Oryx/Pecos is a proprietary operating system developed from scratch by Bell Labs beginning in 1978 for the express purpose of running AT&T's large-scale PBX switching equipment. The operating system was first used with AT&T's flagship System 75, and until very recently, was used in all variations up through and including Definity G3 (Generic 3) switches, now manufactured by AT&T/Lucent Technologies spinoff Avaya. The last system based on Oryx/Pecos was the Avaya G3 CSI running release 13.1 Definity software. The formal end of sale was February 5, 2007. Although widely believed to be a Unix-like variant developed directly by Bell Labs, that is not the case, as it is not based on any version of Unix.

==Description==

Oryx/Pecos consists of a kernel (Oryx), and the associated processes running on top of it (Pecos). The system is named for Pecos Street, which bounds the Westminster, CO campus of then AT&T's Colorado Bell Labs location, while Oryx was the last word alphabetically before OS in the office dictionary and the Oryx was purportedly the origin of the unicorn myth. The system is loosely based on Thoth (developed at the University of Waterloo) and DEMOS (developed at Los Alamos Scientific Labs).

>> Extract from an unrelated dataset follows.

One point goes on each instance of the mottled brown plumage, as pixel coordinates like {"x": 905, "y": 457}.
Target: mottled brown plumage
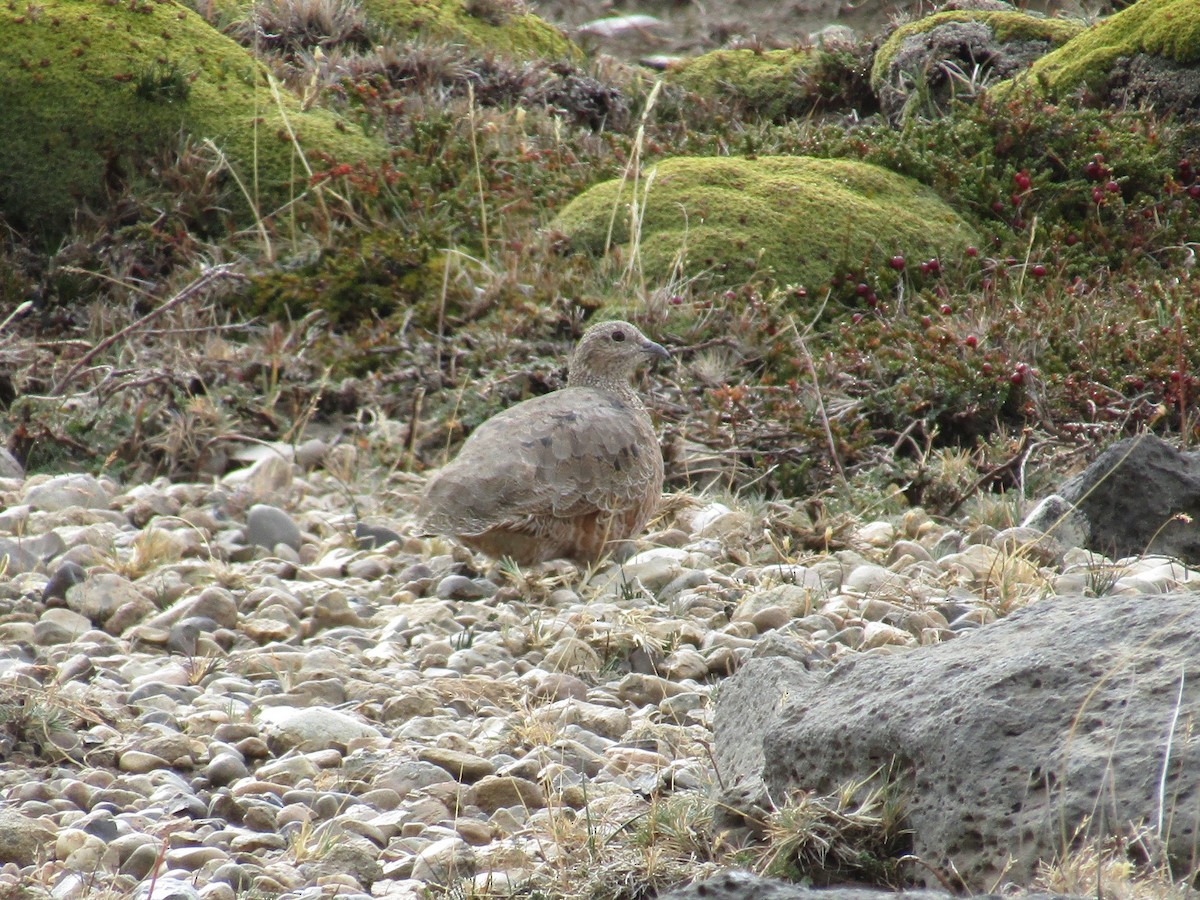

Features normally found in commercial operating systems are not found in Oryx/Pecos. Such features include:

- A documented API structure
- Dynamic application execution capability where additional applications can be loaded and executed without a need to compile and link them directly to the operating system
- A Disk-Operating System compatible with standard file systems used today
- Dynamically linked libraries
- Memory management for strong separation of applications and operating system processes
- A commercially available development package

There is one historical link between Oryx/Pecos and Unix: the authors of the above article proposed as a future development the implementation of a UNIX execution environment on top of Oryx/Pecos, and in fact, such a project was undertaken at Denver. However, that project never became an official product of AT&T or Lucent, even though it was completed successfully and introduced internally with the "Eli" version of Oryx/Pecos (5th release, or "E" release).

Persons working in large office environments and using AT&T, Lucent Technologies, or Avaya-branded telephones are likely to be using Oxyx-Pecos indirectly, but due to the narrow focus and proprietary nature of the operating system, it remains obscure. In 2005 Avaya discontinued the use of Oryx/Pecos as an operating system in itself, instead porting it to become an application that ran on Linux. The new incarnation is known as Communication Manager. Also in the early 2000s, the Definity One (later IP 600 and the S8100) was an earlier attempt to phase away from the OS. The Definity One ran on Windows NT 4.0 with a Linux emulator that also emulated the Oryx/Pecos system. Allegedly, according to administrators that used that specific system, it was a failure, and the attempt to have Windows run on top Oryx/Pecos and Linux was a problem.

However, due to the robust nature of carrier-grade equipment, and the widespread use of AT&T/Lucent/Avaya PBX systems, Oryx/Pecos will most probably continue to be supported indefinitely.